AFAIK x86 does enforce such load ordering (otherwise they wouldn't get Acquire/Release atomics ordering for free). Perhaps AMD previously reused a load unit design from their CPU division to cut costs / save time and has only taken the time to design a proper weakly ordered load unit more recently ?
No, on CPUs including x86 ones there are no cross-thread load ordering guarantees
Ah yes sorry I misread, this is across waves
Are these shaders on GitHub please? I want to run on the cards I have access to and see what results come of it.
They are but not really polished to a standard suitable for public consumption so I won't be linking it
This might be a naive question, but how is memory access handled by current or last gen Nvidia and Intel GPUs? Are they using out-of-order, in-order or "something else"? (If the latter, what?)
Thanks !
I did see the sentence on Nvidia's OoO handling in Turing but don't know if it's unchanged in Ada and Blackwell; hence my question. Back when Turing launched , Nvidia argued that their memory handling and management was better than AMD's. That argument was used to justify why they didn't need to equip their mid-range cards with more than 6 GB VRAM.
The newest NV GPU I have is Turing, though I can't imagine why they would go backward with subsequent generations. I don't think it has anything to do with VRAM capacity.
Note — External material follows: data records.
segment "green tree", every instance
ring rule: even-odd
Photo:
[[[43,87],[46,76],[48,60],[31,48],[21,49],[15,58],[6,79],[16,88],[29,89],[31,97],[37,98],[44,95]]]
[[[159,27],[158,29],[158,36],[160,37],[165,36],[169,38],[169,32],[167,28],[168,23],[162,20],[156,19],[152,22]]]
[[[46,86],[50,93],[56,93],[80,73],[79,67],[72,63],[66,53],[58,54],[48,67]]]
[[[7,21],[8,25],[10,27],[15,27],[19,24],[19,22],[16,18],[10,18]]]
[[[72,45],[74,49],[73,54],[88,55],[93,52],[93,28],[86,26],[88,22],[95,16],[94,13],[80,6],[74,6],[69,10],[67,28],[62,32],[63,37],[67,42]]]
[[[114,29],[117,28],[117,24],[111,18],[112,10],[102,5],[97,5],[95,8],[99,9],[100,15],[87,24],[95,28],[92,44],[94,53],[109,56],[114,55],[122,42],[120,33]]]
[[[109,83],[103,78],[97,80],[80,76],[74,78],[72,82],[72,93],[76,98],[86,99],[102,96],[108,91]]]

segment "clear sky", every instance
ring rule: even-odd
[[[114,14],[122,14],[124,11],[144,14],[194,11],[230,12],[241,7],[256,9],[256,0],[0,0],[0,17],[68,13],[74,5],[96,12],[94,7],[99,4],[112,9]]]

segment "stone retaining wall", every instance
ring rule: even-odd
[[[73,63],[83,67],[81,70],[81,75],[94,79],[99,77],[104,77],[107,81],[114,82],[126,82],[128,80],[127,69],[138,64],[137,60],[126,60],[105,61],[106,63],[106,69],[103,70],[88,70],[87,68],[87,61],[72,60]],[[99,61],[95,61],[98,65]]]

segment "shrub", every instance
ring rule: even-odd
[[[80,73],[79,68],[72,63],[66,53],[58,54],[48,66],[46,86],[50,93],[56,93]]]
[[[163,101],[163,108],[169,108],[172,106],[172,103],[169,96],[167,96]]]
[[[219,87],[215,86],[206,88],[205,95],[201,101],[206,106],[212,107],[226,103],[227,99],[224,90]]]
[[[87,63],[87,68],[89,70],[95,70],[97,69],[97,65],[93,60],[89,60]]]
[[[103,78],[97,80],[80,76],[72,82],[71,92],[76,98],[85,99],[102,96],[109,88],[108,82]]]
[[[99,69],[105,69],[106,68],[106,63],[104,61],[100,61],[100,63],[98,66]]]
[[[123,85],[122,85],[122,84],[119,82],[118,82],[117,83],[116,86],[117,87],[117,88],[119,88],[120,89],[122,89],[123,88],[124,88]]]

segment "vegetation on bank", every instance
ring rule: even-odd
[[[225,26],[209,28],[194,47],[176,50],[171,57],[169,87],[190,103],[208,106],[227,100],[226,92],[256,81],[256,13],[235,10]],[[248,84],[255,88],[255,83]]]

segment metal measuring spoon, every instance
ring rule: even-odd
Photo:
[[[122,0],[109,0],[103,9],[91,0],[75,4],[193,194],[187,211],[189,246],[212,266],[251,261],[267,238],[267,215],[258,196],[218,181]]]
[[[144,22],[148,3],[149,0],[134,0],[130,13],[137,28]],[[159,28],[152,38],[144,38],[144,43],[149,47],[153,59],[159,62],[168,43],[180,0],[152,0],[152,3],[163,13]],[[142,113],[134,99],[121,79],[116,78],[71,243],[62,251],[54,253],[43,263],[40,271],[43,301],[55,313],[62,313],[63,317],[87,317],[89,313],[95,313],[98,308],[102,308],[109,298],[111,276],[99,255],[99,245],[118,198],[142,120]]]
That level of memory management would happen on a driver level, like what the driver decides to keep in VRAM vs fetch from host memory
I did see the sentence on Nvidia's OoO handling in Turing, but don't know if it's unchanged in Ada and Blackwell; hence my question. I remember Nvidia arguing back in Turing days that their memory handling and management was better than AMD's. That argument was used to justify why they didn't need to equip their mid-range cards with more than 6 GB VRAM.
Could this have been an artifact of going with a chiplet design for RDNA 3? I would imagine that keeping multiple chips in sync would introduce more challenges.
No, this applies to waves within the same WGP
It would be interesting to compare the features of RDNA 4 and the Blackwell-based GeForce RTX 50, including Shader Execution Reordering, Neural Rendering, Neural Shaders, Mega Geometry, etc. Are these features actually used? Does RDNA 4 have an AMP processor? How does it handle multiple AI models?
This is all just software and marketing.
Neural Shaders: running a small neural network on shaders (not tensor cores) is possible on Blackwell, I was wondering if this will work on RDNA4. This is not just software. The general idea is to use a small neural network, stored on the GPU, to approximate something that would otherwise be very expensive to do, shader-wise or data-wise. RTX Neural Shaders bring AI to programmable shaders.
At the end of the day, this is software, and even though it relies on specific hardware features to work, there is almost always flexibility in how to achieve similar results. RDNA4 is comparable or superior to Blackwell in raw ML performance.
Running even small neural networks requires storing intermediate results. The size and management of the register file within GPU shaders could become a bottleneck.
The overhead of this computation might outweigh the benefits in certain scenarios, leading to lower overall performance compared to traditional shader techniques.